Nguyen Van Bon, former Vice Chairman of the Overseas Vietnamese Association in France (OVAF) recounted that he was in France in 1954 at 16, nine years after the historical events, thus he was merely told of Vietnam’s independence by other OVs who had been forced to leave the motherland. A few days after Uncle Ho’s Independence Declaration announcement, Vietnamese workers and soldiers in France requested to hang national flags at their campuses. Such an image was imprinted on the patriotic movements of OV’s in France. Since then, activities celebrating the August Revolution and National Day have always been significant and referred to as the ‘Independence Festival’.

For Bon and many other patriotic OVs in France, celebrations of the nation’s important events after the 1954 Geneva Agreement were not easy. They had to take place secretly, but were always filled with emotion. Bon emotionally recalled that he never forgot the image of the red flag with a yellow star being raised at the first celebration whilst he repeated all of the words in Ho Chi Minh’s Independence Declaration, which he had memorised by heart, “All men are created equal. They are endowed by their Creator with certain inalienable rights, among them are life, liberty, and the pursuit of happiness … Vietnam has the right to be a free and independent country and in fact is so already. The entire Vietnamese people are determined to mobilise all their physical and mental strength, to sacrifice their lives and property in order to safeguard their independence and liberty."

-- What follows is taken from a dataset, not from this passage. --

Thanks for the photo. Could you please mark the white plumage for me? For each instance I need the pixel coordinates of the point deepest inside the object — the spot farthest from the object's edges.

For him, the 1975 Independence Festival is the most special event of all as the south was liberated and the nation was unified, which he and so many other patriotic OVs had longed for, it was indeed a historical moment they would never forget.

This year, the 70-year-old OV was invited to return to the motherland to attend the 70th anniversary. He was pleased with the unceasing development and international integration of the country while hoping to make further contributions to protecting national sovereignty in the East Sea.

Leaving Sai Gon (now Ho Chi Minh City) to study in France in 1964, Nguyen Thanh Tong, former Vice Chairman of the OVAF, met with young Vietnamese people at that time to organise activities to call upon support from French and international friends for Vietnam’s fight for southern liberation. Like many other OVs leaving the divided country for France, Tong looked forward to preparing for two festivals each year – the New Year Festival for get-togethers at the new lunar year and the Independence Festival celebrating National Day.

Tong emotionally recounted that for him, the Independence Festival is the most moving event because after three decades of separation and resistance, the nation finally achieved freedom and the rights that President Ho Chi Minh had declared to the whole world at Ba Dinh Square on September 2, 1945.

“All of us feel extremely happy and proud to be Vietnamese. Without being reminded, we all deeply thank Uncle Ho, who led the nation to independence, as well as the heroes and fallen soldiers who sacrificed their lives for liberation and national unification”, Tong said.

Both Bon and Tong, among other OVs in France, want younger generations to promote patriotism, revolutionary heroism, great unity spirit, national pride and self-reliance which have been built up by preceding generations. Young OVs in France and other countries should appreciate their Vietnamese origins. Living abroad, they understand the world’s respect for independence and Vietnam’s fights for national liberation against colonialism and imperialism. They should remember the merits of people fallen for the present day and their origin in order to join hands to make contributions to the motherland and be ready to dedicate themselves to the cause if needed.